Sad feeling of "Déjà-vu"

  Pour la troisième fois en un an, les Anglais ont su l'emporter, au moment où ça comptait vraiment.
Après nous avoir privé de Grand Chelem et de finale de coupe du monde, c'est la douloureuse récidive. Une fois de plus on rentre chez nous penauds, ramassés par le sweet chariot du XV de la rose.

 Le match a commencé à tout allure, avec une entame en mode bis repetita: un essai à l'effet assomant à la cinquième minute.

 Grâce à un nombre délirant surprenant de pénalités et de fautes concédées par les coqs, Wilkinson assure le good job et met en marche la machine à points.

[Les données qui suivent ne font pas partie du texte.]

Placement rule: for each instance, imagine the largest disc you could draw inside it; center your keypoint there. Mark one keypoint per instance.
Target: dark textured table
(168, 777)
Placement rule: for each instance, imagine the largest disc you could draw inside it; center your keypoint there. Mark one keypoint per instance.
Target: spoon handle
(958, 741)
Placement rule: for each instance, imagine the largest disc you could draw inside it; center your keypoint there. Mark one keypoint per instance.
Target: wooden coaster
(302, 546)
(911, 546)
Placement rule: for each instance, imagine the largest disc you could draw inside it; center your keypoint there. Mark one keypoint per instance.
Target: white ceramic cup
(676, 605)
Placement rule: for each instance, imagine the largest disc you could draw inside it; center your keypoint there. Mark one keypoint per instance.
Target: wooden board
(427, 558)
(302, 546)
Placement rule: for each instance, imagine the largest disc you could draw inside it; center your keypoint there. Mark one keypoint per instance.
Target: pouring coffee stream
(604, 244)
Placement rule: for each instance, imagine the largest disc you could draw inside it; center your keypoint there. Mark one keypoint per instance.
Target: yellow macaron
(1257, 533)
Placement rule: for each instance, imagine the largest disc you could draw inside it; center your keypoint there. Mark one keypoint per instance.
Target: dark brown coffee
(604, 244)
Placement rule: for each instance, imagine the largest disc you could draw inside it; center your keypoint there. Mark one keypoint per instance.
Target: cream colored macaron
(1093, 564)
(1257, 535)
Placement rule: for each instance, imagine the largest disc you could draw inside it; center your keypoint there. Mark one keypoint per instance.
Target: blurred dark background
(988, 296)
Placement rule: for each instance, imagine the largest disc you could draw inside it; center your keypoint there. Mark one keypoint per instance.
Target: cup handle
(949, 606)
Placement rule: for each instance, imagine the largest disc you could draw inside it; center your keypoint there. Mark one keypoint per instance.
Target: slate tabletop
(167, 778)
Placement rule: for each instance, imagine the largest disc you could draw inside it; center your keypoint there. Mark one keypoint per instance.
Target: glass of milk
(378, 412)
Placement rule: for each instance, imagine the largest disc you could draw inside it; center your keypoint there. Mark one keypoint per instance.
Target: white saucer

 Puis vient le temps de la première mélée, secteur critique du XV face à l'Irlande... Bis repetita vous dis-je... Le pilier droit flanche une fois, deux fois et c'est la pénalité. Tout les efforts de D. Szarzerwki n'y feront rien, la mélée française est en crise. 

 On se rassure alors avec un essai marqué par l'effort qui aurait pu être un déclencheur, s'il avait été confirmé par une transformation. Mais le XV de France souffre de l'absence de butteur "régulier" et Damien Traille ne transforme pas celle là.

Pour compenser on veut alors lancer la botte secrète et ses fameuses chaussures oranges. Oui mais voilà, les nouvelles circulent vite et les Anglais n'ont pas l'intention de laisser courir qui que ce soit. C'est bien simple, la pelouse du Stade de France semble faire 10 mêtres de moins près de chaque touche. Il n'y a plus d'extérieur, plus de couloir, plus d'aile, plus de terrain d'expression, plus rien. La piste d'envole est tout bonnement fermée: ce soir les jets resteront au garage. Le temps d'assimiler cette nouvelle information, le mal est fait, le latin est perdu, le jeu se vérouille et c'est déjà la mi-temps.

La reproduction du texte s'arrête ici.